Let the nucleonic charge of a proton be taken to 1 and that of a neutron be denoted as q. Then the force due a neutron-neutron interaction is proportional to q². The forces between neutron-proton and proton-proton interactions are proportional to q· and 1·1, respectively. If q is a negative value the the force between a neutron and a proton is an attraction, whereas the forces for the other two interactions are necessarily repulsions. The energies involved for these interactions are in the same proportions: q², q and 1. Ignoring the electrostatic repulsion between protons for the moment, the energy for a nucleus of p protons and n neutrons is proportional to the sum of the products of the numbers of the various interactions and the proportionality factors; i.e.,

#### E = ½(p²−p) + pnq + ½(n²−n)q²

Consider the minimization of E subject to the constraint that (p+n)=a. This can be achieved using the Lagrangian multiplier method. This involves minimizing

#### ½(p²−p) − pnq + ½(n²−n)q² +λ(a − (p+n))

The first order equations for a constrained minimum are therefore:

#### (p−½) + nq − λ = 0 (n−½)q² + pq − λ = 0

These can reduced to

#### (n−½)q² + pq = (p−½) + nq and further to (n−½)q² − nq = (p−½) − pq and n(q²−q) −½)q² = p(1−q) −½ and still further to n(q²−q) = p(1−q) − ½(1 − q²)

Dividing through by (q−1) gives

#### nq = −p + ½(1+;q) and finally n = (−1/q)p + ½(1/q+1)

For q=−2/3 this evaluates to

#### n = (3/2)p − (1/4)

The minimum energy combination of p and n would tend to be the most stable compositional arrangement. For p=92 the formula gives n=229.75 rather than 238.

## The Effect of the Electrostatic Repulsion between Protons

But as noted the above ignores the electrostatic repulsion between protons. That can be represented by making the energy of the interaction between protons as (1+d) rather that 1, where d represents the relative maggnitude of the electrostatic force compared to that of the nucleonic force at the distances involved in the nuclear interactions.

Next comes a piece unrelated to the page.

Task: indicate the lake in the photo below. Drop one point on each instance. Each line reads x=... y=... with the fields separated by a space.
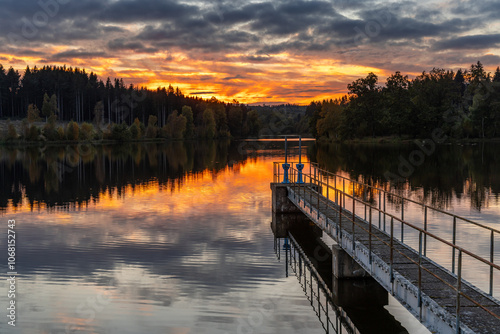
x=176 y=238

This makes the quantity to be minimized equal to

#### ½(p²−p)(1+d) − pnq + ½(n²−n)q² +λ(a − (p+n))

The first order equations for a constrained minimum are then:

#### (p−½)(1+d) + nq − λ = 0 (n−½)q² + pq − λ = 0

These can reduced to

#### (n−½)q² + pq = (p−½)(1+d) + nq and further to (n−½)q² − nq = (p−½)(1+d) − pq and n(q²−q) −½q² = p((1+d)−q) −½(1+d) and still further to n(q²−q) = p((1+d)−q) − ½((1+d) − q²) and finally to n(q²−q) = p(1−q +d) − ½(1− q² + d)

Dividing through by (1−q) gives

#### −nq = p(1+d/(1-q)) −½(1+q + d/(1-q)) and finally n = (−1/q)p(1+d/(1-q)) + ½[(1/q+1) + d/(q(1-q) ]

For q=−2/3 and d=1/10 this evaluates to

#### n = (3/2)p(1+3/50) −(1/2) [(1/2) + (9/100)]

For p=92 the formula gives (p+n)=238.11 rather than 238, a deviation of about 0.05 of 1%. This 0.1 is a plausible value for d, the ratio of the electrostatic repulsion between protons to the nucleonic repulsion.

A regression of n on p for the nuclides with p≥26 (iron) gives

#### n = 1.57054p − 10.83610

The coefficient of determination (R²) for this equation is 0.92345 and the t-ratio for the coefficient of p is 172.4. The ratio of that coefficient to 3/2 is 1.0470273. The previous analysis says that this ratio should be (1+3d/5). This means that d, the ratio of the electrostatic repulsion to the nucleonic force repulsion, should be 0.078.